As I was heading to the grocery store (NTS: get ingredients for festive American Flag themed healthy snacks) I got a call from my husband who had the nerve to ask me where one of our kids was. Truth? I didn’t know exactly (NTS: make sunshine shaped in and out chart so we all know eachothers whereabouts) but what I did know is that she would eventually need money or food and surface.
So I located the one child, simply told the other one I probably did have that syndrome (NTS: read all parenting blogs on how to appropriately handle fears rather than perpetuate them) and I headed out where I promptly obtained all required summer reading, but no groceries.
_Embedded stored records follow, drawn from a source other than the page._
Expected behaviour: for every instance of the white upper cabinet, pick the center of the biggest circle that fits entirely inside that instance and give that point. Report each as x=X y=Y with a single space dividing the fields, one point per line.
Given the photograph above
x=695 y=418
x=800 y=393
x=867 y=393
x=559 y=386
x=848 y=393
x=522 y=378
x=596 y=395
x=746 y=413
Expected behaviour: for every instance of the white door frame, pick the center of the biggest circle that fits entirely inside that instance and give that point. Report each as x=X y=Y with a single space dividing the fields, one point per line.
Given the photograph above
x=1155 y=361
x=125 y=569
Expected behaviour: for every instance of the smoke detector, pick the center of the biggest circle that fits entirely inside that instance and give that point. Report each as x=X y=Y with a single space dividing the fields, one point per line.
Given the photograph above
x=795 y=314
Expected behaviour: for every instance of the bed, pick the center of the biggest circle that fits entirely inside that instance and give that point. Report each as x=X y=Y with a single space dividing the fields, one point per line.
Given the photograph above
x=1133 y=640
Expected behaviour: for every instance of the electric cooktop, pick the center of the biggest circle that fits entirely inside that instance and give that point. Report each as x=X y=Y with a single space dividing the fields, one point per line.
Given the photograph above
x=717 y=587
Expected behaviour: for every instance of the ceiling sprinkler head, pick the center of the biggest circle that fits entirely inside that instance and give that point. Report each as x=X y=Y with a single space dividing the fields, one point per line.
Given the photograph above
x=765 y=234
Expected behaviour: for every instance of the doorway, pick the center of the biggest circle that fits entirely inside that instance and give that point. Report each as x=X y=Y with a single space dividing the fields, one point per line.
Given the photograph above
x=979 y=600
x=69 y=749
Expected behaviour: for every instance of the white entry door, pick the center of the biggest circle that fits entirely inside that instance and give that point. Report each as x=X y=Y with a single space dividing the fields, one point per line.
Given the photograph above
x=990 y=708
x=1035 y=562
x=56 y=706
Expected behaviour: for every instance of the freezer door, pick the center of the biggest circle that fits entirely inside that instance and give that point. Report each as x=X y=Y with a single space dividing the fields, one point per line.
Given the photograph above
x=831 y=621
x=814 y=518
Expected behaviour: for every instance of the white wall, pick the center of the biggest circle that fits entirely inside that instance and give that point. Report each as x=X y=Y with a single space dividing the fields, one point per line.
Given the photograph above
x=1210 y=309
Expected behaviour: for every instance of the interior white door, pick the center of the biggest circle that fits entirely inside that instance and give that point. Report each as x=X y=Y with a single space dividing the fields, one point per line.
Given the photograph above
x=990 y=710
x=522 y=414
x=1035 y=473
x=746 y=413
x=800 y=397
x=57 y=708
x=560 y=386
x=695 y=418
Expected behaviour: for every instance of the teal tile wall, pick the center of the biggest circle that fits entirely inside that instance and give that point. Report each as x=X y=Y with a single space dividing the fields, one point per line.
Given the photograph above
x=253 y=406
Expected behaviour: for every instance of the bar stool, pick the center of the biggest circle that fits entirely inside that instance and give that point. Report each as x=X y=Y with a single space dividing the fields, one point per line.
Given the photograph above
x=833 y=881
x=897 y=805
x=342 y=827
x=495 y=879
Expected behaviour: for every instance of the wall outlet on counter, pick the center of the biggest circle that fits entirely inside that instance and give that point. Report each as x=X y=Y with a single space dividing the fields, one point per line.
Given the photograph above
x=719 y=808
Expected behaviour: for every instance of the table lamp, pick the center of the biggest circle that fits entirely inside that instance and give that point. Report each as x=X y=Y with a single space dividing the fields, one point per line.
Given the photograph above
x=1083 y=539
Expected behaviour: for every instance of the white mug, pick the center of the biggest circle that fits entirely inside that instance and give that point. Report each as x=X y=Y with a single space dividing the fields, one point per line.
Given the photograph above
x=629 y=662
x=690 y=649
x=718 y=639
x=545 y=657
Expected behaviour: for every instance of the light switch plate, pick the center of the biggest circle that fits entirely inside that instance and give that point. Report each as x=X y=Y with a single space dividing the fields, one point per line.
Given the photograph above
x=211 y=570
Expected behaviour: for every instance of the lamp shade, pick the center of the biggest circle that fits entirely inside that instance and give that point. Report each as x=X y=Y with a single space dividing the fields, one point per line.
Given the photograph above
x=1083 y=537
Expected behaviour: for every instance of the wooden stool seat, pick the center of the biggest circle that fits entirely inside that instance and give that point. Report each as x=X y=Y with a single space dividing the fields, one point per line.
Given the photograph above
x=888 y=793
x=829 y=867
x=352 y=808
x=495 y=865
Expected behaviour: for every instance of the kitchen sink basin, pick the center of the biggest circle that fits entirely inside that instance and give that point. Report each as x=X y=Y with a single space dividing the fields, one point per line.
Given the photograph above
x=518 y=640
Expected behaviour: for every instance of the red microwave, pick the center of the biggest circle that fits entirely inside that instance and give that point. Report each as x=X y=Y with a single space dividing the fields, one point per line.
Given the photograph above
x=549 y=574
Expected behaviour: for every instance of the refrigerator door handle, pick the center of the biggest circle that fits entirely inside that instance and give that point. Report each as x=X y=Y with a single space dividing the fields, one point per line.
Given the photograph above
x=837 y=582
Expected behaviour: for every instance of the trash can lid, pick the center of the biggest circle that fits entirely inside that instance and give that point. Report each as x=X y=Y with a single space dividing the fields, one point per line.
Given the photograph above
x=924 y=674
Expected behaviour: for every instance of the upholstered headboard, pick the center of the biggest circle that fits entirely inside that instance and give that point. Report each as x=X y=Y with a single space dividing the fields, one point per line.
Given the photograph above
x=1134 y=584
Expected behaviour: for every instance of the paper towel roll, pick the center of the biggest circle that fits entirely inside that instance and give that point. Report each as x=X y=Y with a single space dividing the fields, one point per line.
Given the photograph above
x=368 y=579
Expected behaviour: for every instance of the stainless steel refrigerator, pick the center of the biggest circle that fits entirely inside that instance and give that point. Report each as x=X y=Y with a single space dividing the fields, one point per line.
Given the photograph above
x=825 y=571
Years into this parenting gig, I’m finally cutting myself some slack. No matter how many notes to self I have, I will never be the well organized mom creating a summer of perfectly themed memories and truth be told, my kids would probably disown me if I tried. I harbor no ill feelings towards the moms who make all that well planned summer stuff look so effortless, it’s just not me. I’m taking a huge gamble by not only posting an actual photo of what my house looks like during summer vacation, but also by reaching out to all those like me through blog. As I look back at the impressive amount of pool/tv/junk food time we have logged in only 4 days I am already creating multiple NTS on what I could do better in week two, all the time knowing it probably won’t happen. I’m committing myself to being ok with that fact, and I bet if you read this far, you are too. So to all of you I say cheers to the summer of “that mom”!